The 5 apology languages

Have you ever had someone apologize and you are having a hard time forgiving them or do not truly believe them? You recognize that it is not a heart posture, but there is just something missing in their apology? You hear their words, can see their intent – but still just can’t accept their apology? That is because the person who hurt you may actually be apologizing in a way that is not the language you would choose. In the complex dance of human relationships, misunderstandings and conflicts are inevitable and avoidable. What matters most is overcoming these difficult times and mending the bonds that bind us.

Enter the concept of apology language, a fascinating framework developed by relationship expert Dr. Gary Chapman, who is also the author of the hugely popular book “The Five Love Languages“. Just as we have different ways of expressing and receiving love, we also have different preferences when it comes to apologizing.

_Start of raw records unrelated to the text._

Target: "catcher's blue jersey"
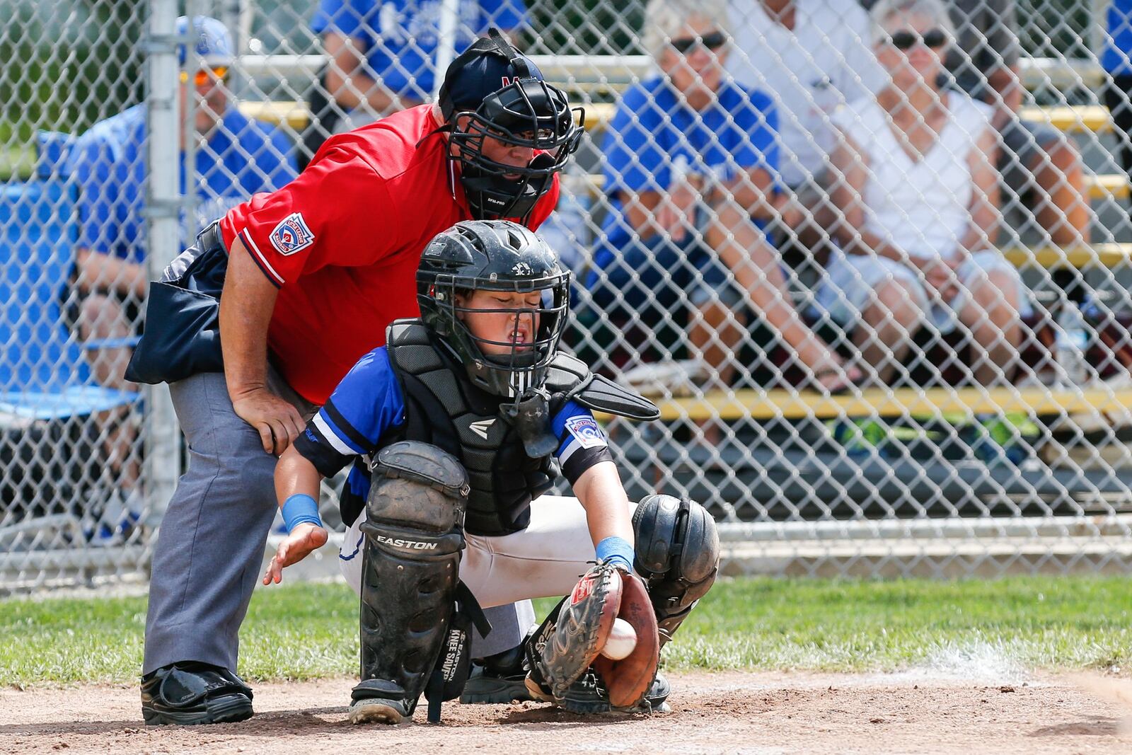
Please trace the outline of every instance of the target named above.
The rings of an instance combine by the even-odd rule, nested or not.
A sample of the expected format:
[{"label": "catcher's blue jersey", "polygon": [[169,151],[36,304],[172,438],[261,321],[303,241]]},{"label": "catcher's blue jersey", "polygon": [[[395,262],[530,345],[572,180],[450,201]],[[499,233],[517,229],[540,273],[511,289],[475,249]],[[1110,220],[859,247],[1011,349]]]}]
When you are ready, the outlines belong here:
[{"label": "catcher's blue jersey", "polygon": [[[389,437],[388,430],[404,423],[401,386],[389,363],[389,352],[380,346],[362,357],[342,378],[294,446],[323,477],[332,477],[352,462],[343,497],[365,501],[370,472],[363,456],[376,453],[383,437]],[[555,458],[571,484],[598,462],[610,458],[609,445],[597,420],[576,402],[566,402],[551,418],[550,428],[558,438]]]}]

Let’s look at the five languages ​​of apology and discover how they can be a powerful tool for healing and growing our relationships.

1. Express Regret: 

For some people, a true apology begins with a clear admission of the mistake and an expression of regret. It’s about taking responsibility for harmful actions and showing empathy for the feelings of others. If you identify with this apology language, you may appreciate its sincerity and sincere admission of wrongdoing.

Example: “I’m truly sorry for the words I said. I understand that they hurt you and I’m sorry it affected our relationship.”

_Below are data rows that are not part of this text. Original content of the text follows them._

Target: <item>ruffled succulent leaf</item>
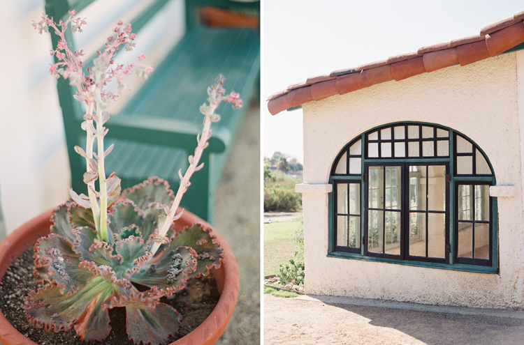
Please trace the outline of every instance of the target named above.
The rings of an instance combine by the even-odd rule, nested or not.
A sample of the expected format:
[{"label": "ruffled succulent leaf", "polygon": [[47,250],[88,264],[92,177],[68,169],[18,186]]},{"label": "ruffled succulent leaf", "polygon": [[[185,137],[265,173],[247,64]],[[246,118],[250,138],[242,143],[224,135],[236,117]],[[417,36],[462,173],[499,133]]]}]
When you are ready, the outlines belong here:
[{"label": "ruffled succulent leaf", "polygon": [[[164,205],[159,203],[150,204],[143,210],[144,223],[140,227],[142,238],[147,241],[150,237],[154,235],[155,229],[159,228],[160,217],[166,215],[163,210]],[[164,218],[165,219],[165,218]],[[169,234],[169,233],[168,233]],[[171,232],[171,233],[174,233]]]},{"label": "ruffled succulent leaf", "polygon": [[54,332],[68,330],[74,323],[77,335],[88,342],[107,337],[111,327],[102,305],[112,294],[111,284],[95,277],[76,293],[62,294],[61,289],[50,286],[29,293],[26,300],[29,322]]},{"label": "ruffled succulent leaf", "polygon": [[189,277],[206,276],[212,268],[218,268],[224,261],[222,248],[211,233],[210,229],[205,229],[199,224],[186,227],[171,238],[174,245],[188,245],[197,254],[196,270],[189,274]]},{"label": "ruffled succulent leaf", "polygon": [[87,227],[73,230],[75,234],[75,244],[73,250],[80,255],[81,261],[88,261],[97,265],[107,265],[110,267],[119,266],[122,258],[113,253],[113,247],[105,242],[98,242],[96,233]]},{"label": "ruffled succulent leaf", "polygon": [[132,287],[131,281],[123,276],[122,271],[118,269],[119,266],[115,266],[115,271],[112,267],[107,265],[99,266],[93,261],[85,260],[80,261],[79,267],[82,269],[89,270],[93,273],[95,277],[100,277],[105,282],[121,286],[126,290]]},{"label": "ruffled succulent leaf", "polygon": [[71,245],[56,233],[36,241],[34,246],[35,273],[41,284],[52,283],[69,294],[85,286],[93,274],[78,268],[80,259]]},{"label": "ruffled succulent leaf", "polygon": [[122,258],[122,263],[115,268],[115,270],[121,272],[122,277],[126,277],[137,273],[152,256],[147,249],[144,240],[140,237],[130,236],[120,240],[115,250]]},{"label": "ruffled succulent leaf", "polygon": [[175,199],[169,183],[156,176],[150,177],[142,183],[127,188],[122,192],[122,196],[133,201],[140,210],[153,202],[170,205]]},{"label": "ruffled succulent leaf", "polygon": [[147,293],[121,291],[109,307],[125,307],[127,335],[135,344],[167,344],[181,326],[182,317],[171,306],[151,298]]},{"label": "ruffled succulent leaf", "polygon": [[118,238],[119,240],[125,240],[131,236],[142,238],[142,232],[140,229],[138,229],[138,227],[135,224],[123,227],[122,230],[120,230],[120,234],[119,235]]},{"label": "ruffled succulent leaf", "polygon": [[108,215],[108,227],[112,233],[120,233],[123,228],[131,225],[141,227],[144,218],[139,214],[138,208],[131,200],[124,199],[115,202]]},{"label": "ruffled succulent leaf", "polygon": [[73,228],[88,227],[96,229],[93,211],[91,208],[84,208],[76,203],[71,203],[68,210],[69,224]]},{"label": "ruffled succulent leaf", "polygon": [[121,180],[119,177],[115,176],[115,173],[111,174],[107,180],[105,180],[108,192],[108,205],[111,205],[116,201],[120,195],[122,187],[120,187]]},{"label": "ruffled succulent leaf", "polygon": [[63,237],[71,245],[75,241],[75,236],[71,233],[73,227],[69,223],[68,210],[73,201],[70,199],[60,205],[51,215],[51,232]]},{"label": "ruffled succulent leaf", "polygon": [[170,243],[165,250],[146,263],[131,282],[157,286],[163,294],[170,296],[184,288],[189,275],[196,268],[196,252],[190,247]]}]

2. Accept responsibility: 

Accepting responsibility is more than just saying “I’m sorry”. This involves recognizing mistakes, admitting your mistakes, and committing to making amends. If this is your primary apology language, you will appreciate it when others show responsibility and are willing to make things right.

Example: “I made a mistake and I take full responsibility for my actions. I pledge to do things right and learn from this experience.” 

3. Making Restitution:

For those who speak the language of apology and reparations, tangible efforts to repair the damage are important. They say actions speak louder than words. This might involve making a thoughtful gesture, offering practical help, or actively working to overcome the consequences of a mistake.

Example: “I understand the impact of my actions and want to do something about it….How can I help you prove the situation or is there any specific way to correct it?”

4. Genuinely Repenting

If this is your preferred apology language, you appreciate the sincerity behind the apology and want to ensure that the person is truly committed to avoiding repeating the mistake.

Example: “I am deeply sorry for what happened. I have reflected on my behaviour and I am committed to changing my actions and ensuring that this does not happen again.”

5. Requesting Forgiveness

This apology language is when you appreciate when the other person clearly asks for forgiveness, demonstrating a desire to move forward and rebuild the relationship. There is a bid for connection. 

Example: “I understand the pain I have caused and I am truly sorry.

Will you forgive me? I am committed to regaining your trust.”


Understanding the language of apology can be a game changer in our relationships. By recognizing and respecting the unique ways each individual desires to receive an apology, we can foster deeper connections and promote healing.

If you’re curious about your own apology language, you can take the Apology Language Quiz here to better understand your favourite way to receive an apology.

Remember that the road to reconciliation often begins with a sincere and thoughtful apology.